Read Yourself Happy: How to Use Books to Ease Your Anxiety

by Daisy Buchanan

 

“When I’m feeling a little down, or when I’m trying to understand something, whether it’s about the bigger world out there, everyday life, about myself, or you,” Hwang Bo-Reum writes in her new book, “I turn to my shelves.” I wouldn’t be a literary columnist without using this as an excuse for the ultimate edification: picking up books about books. With streaming, social media, YouTube, gaming and breaking news all competing for our attention, making a meaningful dent in the TBR pile is a constant struggle. In Every Day I Read, South Korean writer Bo-Reum’s 53 bite-sized tidbits celebrate bibliophilia and offer tutorials on how to read more and better, explains the universal love of reading and invites introspection about the role of art in one’s life. “Books may not give me answers, but they nudge me towards the right direction,” she writes, while also explaining how to shake up one’s routine (or reading rut!) by reading small books or techniques – as voracious readers know, always have a book with you in order to steal pockets of reading time. Plus, she offers up a theory on when to abandon a book that doesn’t click, and even suggests the best night lights for reading in bed.

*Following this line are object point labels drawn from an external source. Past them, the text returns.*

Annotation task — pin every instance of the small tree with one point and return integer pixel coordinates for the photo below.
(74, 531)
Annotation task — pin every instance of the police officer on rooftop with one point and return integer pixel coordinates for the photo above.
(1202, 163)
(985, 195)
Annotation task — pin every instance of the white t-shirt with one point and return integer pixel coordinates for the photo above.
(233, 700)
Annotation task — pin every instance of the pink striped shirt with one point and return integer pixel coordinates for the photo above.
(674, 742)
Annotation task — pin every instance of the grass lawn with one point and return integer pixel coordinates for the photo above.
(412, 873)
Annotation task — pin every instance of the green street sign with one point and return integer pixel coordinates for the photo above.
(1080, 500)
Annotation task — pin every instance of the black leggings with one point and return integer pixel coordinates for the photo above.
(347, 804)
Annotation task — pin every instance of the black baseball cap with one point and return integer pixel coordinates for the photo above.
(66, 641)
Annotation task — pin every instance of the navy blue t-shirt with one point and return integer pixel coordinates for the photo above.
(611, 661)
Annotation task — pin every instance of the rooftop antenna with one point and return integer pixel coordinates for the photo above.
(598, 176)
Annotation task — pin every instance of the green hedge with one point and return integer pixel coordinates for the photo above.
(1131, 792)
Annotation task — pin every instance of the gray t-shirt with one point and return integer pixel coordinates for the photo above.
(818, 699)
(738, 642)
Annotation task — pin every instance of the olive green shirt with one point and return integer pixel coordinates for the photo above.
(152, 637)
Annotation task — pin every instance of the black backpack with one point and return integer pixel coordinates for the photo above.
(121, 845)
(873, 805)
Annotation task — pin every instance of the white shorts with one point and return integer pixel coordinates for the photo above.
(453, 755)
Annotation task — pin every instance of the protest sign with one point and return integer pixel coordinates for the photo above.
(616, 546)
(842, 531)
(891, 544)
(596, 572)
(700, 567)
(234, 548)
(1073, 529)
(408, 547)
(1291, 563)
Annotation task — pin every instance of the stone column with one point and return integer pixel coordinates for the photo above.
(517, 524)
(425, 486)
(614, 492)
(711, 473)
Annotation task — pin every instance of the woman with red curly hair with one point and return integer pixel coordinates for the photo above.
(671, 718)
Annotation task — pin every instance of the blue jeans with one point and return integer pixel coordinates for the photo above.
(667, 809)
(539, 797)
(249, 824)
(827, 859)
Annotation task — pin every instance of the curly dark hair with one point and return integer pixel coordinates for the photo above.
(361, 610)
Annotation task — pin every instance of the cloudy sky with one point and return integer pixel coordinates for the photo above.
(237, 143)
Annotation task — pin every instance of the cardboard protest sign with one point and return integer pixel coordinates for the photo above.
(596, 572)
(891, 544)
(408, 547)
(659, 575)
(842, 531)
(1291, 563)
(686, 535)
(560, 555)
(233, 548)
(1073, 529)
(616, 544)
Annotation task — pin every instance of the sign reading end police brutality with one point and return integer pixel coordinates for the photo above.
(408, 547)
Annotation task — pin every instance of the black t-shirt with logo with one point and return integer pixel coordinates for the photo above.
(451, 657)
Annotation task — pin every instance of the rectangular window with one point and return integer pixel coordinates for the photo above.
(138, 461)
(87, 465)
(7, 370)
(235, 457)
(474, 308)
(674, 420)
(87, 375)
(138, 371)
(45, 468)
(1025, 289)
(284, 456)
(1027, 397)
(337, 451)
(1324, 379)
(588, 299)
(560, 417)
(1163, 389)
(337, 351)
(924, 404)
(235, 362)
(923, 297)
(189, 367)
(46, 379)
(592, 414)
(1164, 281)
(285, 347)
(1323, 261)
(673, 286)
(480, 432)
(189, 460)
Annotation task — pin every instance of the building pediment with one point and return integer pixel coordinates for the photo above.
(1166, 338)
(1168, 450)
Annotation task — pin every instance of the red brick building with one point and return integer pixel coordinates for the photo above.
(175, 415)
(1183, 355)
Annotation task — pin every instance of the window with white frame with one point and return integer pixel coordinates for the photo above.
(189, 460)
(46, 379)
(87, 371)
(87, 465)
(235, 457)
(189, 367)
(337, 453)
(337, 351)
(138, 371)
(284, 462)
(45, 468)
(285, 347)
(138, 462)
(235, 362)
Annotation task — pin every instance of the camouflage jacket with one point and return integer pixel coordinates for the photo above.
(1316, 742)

British columnist (and You’re Booked podcast host) Daisy Buchanan’s Read Yourself Happy is more prescriptive, taking direct aim at anxiety in all its forms with strategic tips in every chapter accompanied by specific title recommendations (Maya Angelou’s poem Life Doesn’t Frighten Me illustrated with Jean-Michel Basquiat art as a children’s book, for instance, or Barbara TK 1950 gem Our Spoons Came from Woolworths about trying to sustain hope, for weeping and commiserative grief.) To these, I’d personally add two: The Correspondent, Virginia Evans’s epistolary debut and the surprise hit of the year about a cranky retired 73-year-old lawyer who’s embattled with everyone from family to garden club friends. And Allen Levi’s beguiling Theo of Golden, a beautiful story of an elderly man who moves to Golden, Georgia, from New York, buys a local artist’s portraits one by one and sets about meeting the people depicted in each to make them a gift of the art. You will laugh, cry, find sadness and inspiration and be glad for books like these.